WWD: Is selling merchandise at stores that are closing a much different process than just putting merchandise in standard store settings on sale?

R.A.: It absolutely is. When a retail operator goes out of business or strategically closes certain stores, sales events are conducted in those stores to sell off the remaining inventory. In these instances, of course, the goal is to sell as much merchandise as possible within a limited time frame, while maximizing return for the business or its creditors and stakeholders before ceasing operations.

Ray Armendariz
Ray Armendariz

WWD: Does that expertise exist within an operator’s own organization, or do they go outside to accomplish it?

R.A.: Store operators traditionally partner with third-party providers that specialize in monetizing these assets specifically in these situations.

WWD: And what services do companies like yours provide to the store as their partner?

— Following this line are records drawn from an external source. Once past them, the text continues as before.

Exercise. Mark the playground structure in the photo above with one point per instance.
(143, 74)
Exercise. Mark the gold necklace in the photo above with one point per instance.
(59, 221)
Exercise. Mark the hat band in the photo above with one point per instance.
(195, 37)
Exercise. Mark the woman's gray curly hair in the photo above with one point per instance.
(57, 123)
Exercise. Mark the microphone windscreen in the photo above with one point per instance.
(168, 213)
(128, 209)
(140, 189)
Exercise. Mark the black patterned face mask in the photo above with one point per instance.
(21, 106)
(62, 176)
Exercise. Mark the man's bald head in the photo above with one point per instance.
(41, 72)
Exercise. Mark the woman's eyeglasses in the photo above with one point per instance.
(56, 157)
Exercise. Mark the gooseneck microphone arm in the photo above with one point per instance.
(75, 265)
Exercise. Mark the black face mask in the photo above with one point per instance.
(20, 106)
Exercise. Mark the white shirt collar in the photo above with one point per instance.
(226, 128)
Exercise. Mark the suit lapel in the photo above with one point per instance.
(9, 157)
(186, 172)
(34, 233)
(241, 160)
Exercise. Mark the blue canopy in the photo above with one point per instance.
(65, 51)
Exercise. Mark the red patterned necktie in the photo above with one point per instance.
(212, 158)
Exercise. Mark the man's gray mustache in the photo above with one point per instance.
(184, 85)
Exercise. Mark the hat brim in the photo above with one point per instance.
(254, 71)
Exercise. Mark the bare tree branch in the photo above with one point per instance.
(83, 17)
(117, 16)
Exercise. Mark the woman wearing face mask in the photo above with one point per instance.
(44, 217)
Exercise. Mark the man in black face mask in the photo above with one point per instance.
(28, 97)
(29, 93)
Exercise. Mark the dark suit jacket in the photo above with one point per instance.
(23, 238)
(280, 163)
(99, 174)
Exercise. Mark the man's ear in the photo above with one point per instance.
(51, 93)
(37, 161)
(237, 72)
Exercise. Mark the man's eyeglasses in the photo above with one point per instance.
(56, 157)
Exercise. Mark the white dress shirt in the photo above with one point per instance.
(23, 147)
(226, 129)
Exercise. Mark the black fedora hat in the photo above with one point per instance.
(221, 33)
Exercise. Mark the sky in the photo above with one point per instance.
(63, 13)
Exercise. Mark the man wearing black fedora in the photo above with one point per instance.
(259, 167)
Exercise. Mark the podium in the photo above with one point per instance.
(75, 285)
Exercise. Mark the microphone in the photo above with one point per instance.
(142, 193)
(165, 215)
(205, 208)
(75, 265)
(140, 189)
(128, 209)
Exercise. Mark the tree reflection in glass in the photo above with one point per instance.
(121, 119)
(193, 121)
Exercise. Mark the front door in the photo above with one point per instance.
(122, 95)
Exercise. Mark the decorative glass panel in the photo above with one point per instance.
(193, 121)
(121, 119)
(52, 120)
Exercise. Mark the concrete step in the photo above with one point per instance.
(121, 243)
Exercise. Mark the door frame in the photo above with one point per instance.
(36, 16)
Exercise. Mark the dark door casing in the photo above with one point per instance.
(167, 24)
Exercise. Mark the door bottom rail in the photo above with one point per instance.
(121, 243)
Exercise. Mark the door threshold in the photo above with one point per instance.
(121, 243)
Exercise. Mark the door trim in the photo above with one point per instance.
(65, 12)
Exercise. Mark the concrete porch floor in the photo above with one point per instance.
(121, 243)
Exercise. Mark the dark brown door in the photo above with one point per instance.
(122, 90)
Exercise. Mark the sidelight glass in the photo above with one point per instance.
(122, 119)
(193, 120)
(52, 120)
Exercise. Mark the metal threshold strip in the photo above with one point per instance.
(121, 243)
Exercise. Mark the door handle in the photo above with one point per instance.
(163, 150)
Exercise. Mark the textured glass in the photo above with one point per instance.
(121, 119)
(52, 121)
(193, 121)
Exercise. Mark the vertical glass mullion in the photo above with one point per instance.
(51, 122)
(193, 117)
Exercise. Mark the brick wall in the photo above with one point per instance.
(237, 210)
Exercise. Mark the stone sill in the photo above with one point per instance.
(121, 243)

R.A.: At Hilco, we assess the inventory on hand and help determine the pricing strategies that will be most appealing to consumers and effective during the limited store closing sale period. We also frequently augment the merchandise, assist with modifying store layouts, place displays and signage associated with the event, and market it to consumers to maximize foot traffic throughout the sale period.

WWD: Can you explain more about augmenting the merchandise?

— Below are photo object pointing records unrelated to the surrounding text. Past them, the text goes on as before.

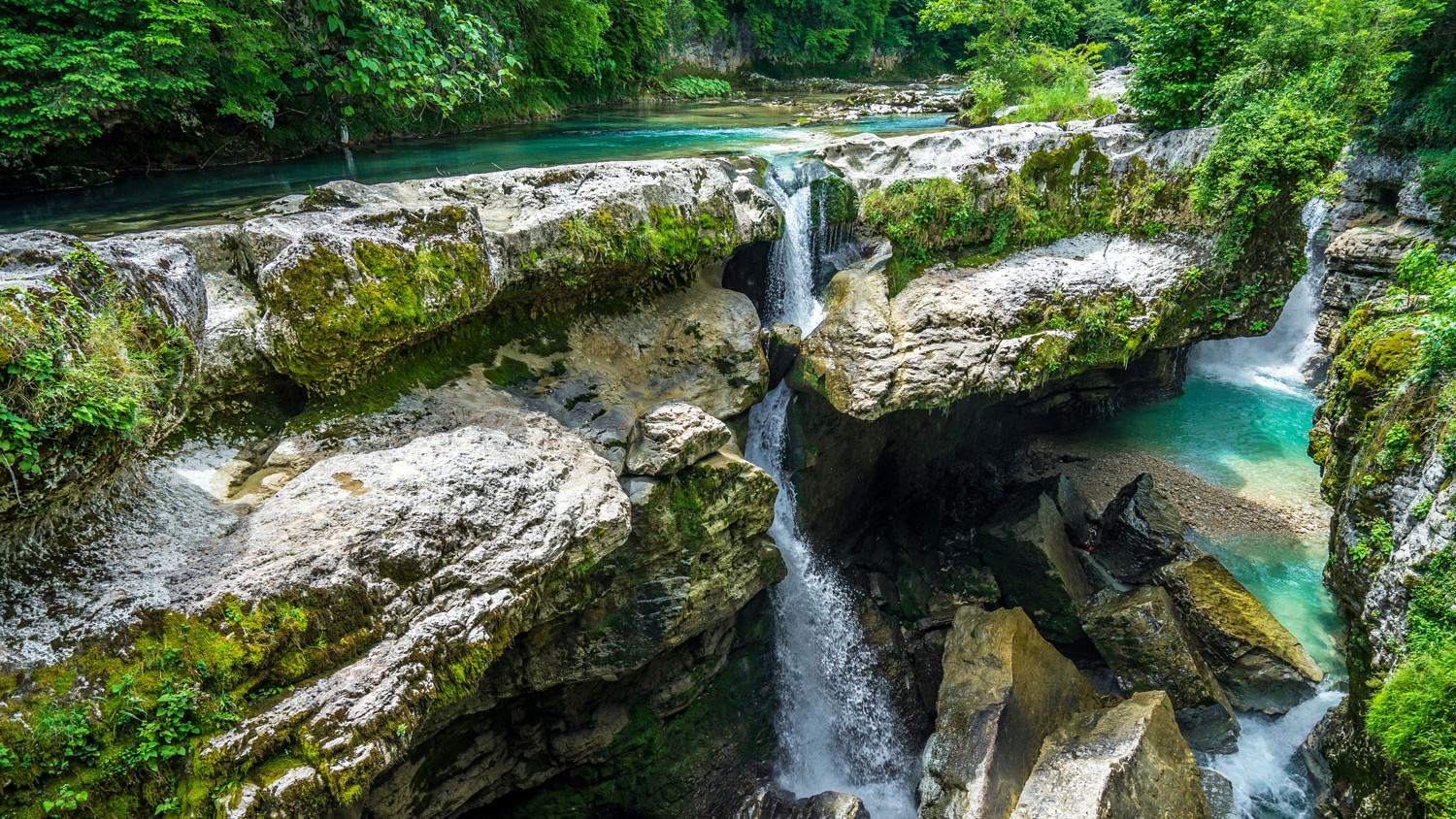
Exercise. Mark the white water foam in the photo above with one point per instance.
(1280, 358)
(1269, 777)
(838, 728)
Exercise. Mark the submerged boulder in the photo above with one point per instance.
(1126, 761)
(673, 437)
(1036, 565)
(1141, 531)
(1260, 664)
(1143, 640)
(1005, 688)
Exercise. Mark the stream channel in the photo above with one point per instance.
(1240, 425)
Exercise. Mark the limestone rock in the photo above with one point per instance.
(361, 271)
(954, 332)
(1036, 566)
(1141, 531)
(1005, 688)
(778, 803)
(52, 284)
(1260, 664)
(870, 162)
(1217, 790)
(1126, 761)
(673, 437)
(1143, 640)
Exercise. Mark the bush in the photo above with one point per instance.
(1179, 49)
(1414, 719)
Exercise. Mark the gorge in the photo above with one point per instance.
(882, 469)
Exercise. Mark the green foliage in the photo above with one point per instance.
(118, 731)
(1181, 49)
(1414, 719)
(695, 87)
(83, 360)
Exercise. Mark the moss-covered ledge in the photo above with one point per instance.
(1022, 323)
(355, 273)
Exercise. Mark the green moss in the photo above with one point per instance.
(90, 372)
(1056, 194)
(657, 767)
(122, 719)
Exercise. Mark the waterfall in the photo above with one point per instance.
(1280, 358)
(838, 728)
(1269, 777)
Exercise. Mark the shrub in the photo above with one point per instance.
(1414, 719)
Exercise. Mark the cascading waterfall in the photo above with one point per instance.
(838, 728)
(1280, 358)
(1267, 774)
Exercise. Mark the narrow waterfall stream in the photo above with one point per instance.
(1242, 425)
(838, 728)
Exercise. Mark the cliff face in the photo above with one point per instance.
(451, 513)
(1382, 441)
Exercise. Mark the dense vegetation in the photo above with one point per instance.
(125, 82)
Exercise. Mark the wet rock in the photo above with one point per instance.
(360, 271)
(1126, 761)
(1005, 688)
(778, 803)
(673, 437)
(128, 313)
(1217, 790)
(783, 343)
(1036, 566)
(1143, 640)
(1141, 530)
(1260, 664)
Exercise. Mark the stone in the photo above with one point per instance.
(1027, 548)
(360, 271)
(1147, 647)
(963, 332)
(1217, 790)
(673, 437)
(782, 348)
(1141, 530)
(778, 803)
(51, 282)
(1126, 761)
(1005, 690)
(1257, 661)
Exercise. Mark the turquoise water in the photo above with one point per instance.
(622, 133)
(1248, 438)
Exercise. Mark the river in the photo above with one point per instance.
(619, 133)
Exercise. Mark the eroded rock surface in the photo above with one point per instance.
(1260, 664)
(1126, 761)
(1142, 638)
(1005, 688)
(993, 331)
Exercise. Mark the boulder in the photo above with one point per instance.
(99, 343)
(1126, 761)
(1260, 664)
(778, 803)
(1002, 328)
(673, 437)
(355, 273)
(1141, 530)
(1143, 640)
(1005, 688)
(1217, 790)
(1028, 551)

R.A.: Sure. When a major retailer declares bankruptcy and embarks on efforts to close hundreds of its stores, our Hilco Wholesale Solutions team is often called upon to help augment the merchandise that an operator has in-store and at distribution centers. This augmentation helps ensure there will be enough merchandise and variety to appeal to consumers during the going out of business or store closing sale.

Whether an operator is shuttering all of its stores, is closing non-productive and end-of-lease locations, or exiting a geographic portion of a state, augmenting existing inventory is an important part of a liquidation strategy for retailers. Supplementing that inventory with relevant merchandise consistent with the items loyal shoppers have seen and purchased over their years of shopping in those stores (and that first-time shoppers coming specifically for the event might expect to find) is critical to ensuring successful GOB and closing events. This augment inventory can include highly desirable third-party brands, the store’s own private-label brands and, under certain circumstances, merchandise that has been meticulously debranded to avoid conflict.

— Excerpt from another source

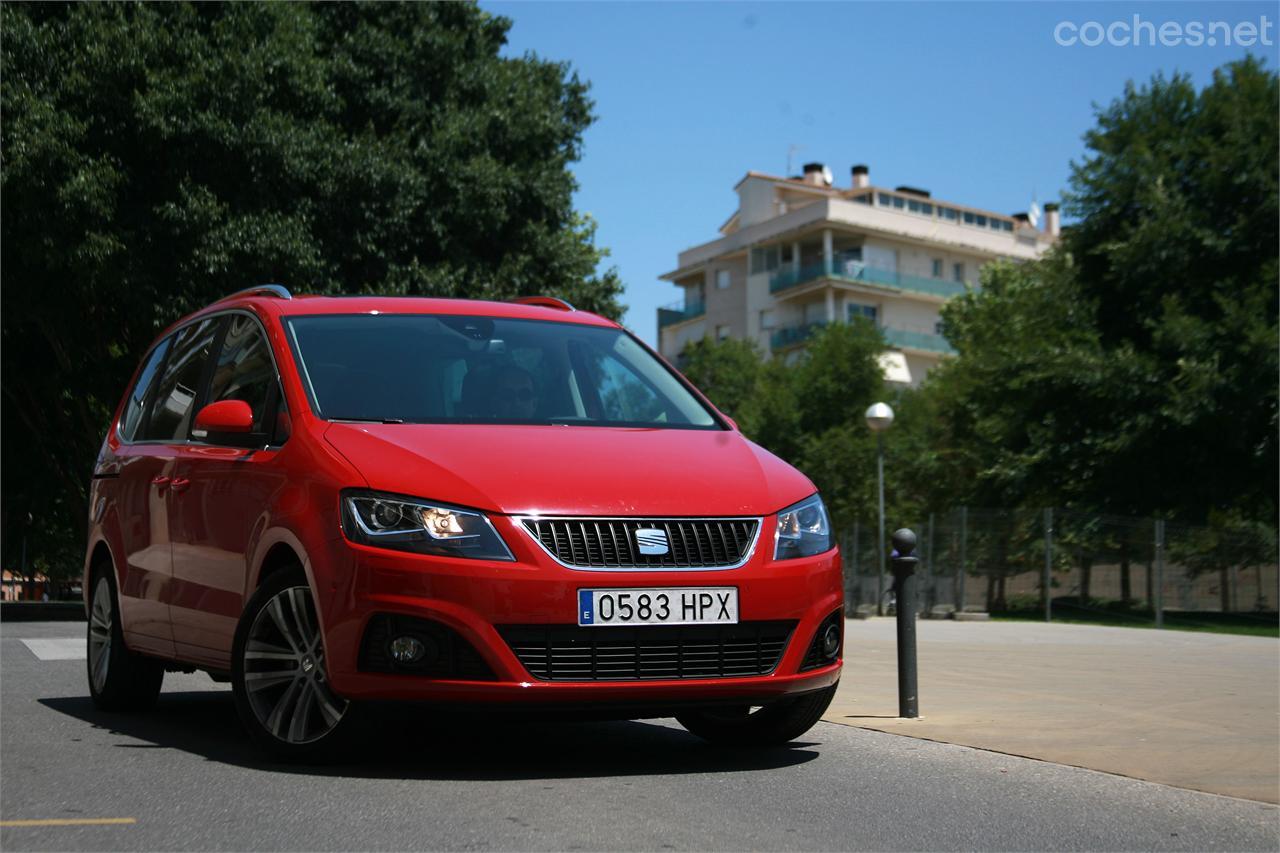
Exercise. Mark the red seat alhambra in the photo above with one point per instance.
(333, 500)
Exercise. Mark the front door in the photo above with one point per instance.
(220, 507)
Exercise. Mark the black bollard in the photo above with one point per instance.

WWD: Where does the supplemental merchandise used to augment come from?

R.A.: Interestingly, while retailers under these circumstances need this merchandise to ensure a successful outcome for closing sales, their suppliers frequently have a need to dispose of certain merchandise that can be an ideal fit for that purpose. Saddled with completed inventory that was never shipped when POs were canceled by their distressed customers, manufacturers are often in possession of the very merchandise that can be used to augment closing stores. But due to its specialized nature and certain competitive restrictions, we’ve seen that recovering value from this type of branded and private labeled merchandise can present quite a challenge for a supplier, manufacturer or distributor on their own.

WWD: How does your team know when and where to find the ideal type of merchandise for these uses?

R.A.: Because we’ve handled hundreds of GOBs and store closings for many of the largest and most highly recognizable retailers over the years, and because Hilco works regularly with many of these companies across a wide range of advisory and other capacities, our team enjoys close relationships with both retail operators and many of their vendors. So, by the time a major retailer is starting efforts to close dozens or hundreds of stores, our team has often already acquired the augment inventory needed directly from their own suppliers or our own sources. In fact, in many cases, a retailer or its creditors ask us to acquire that inventory on their behalf for that purpose. To give you some perspective on this, already during 2023, we’ve purchased over $100 million (at cost) of augment inventory.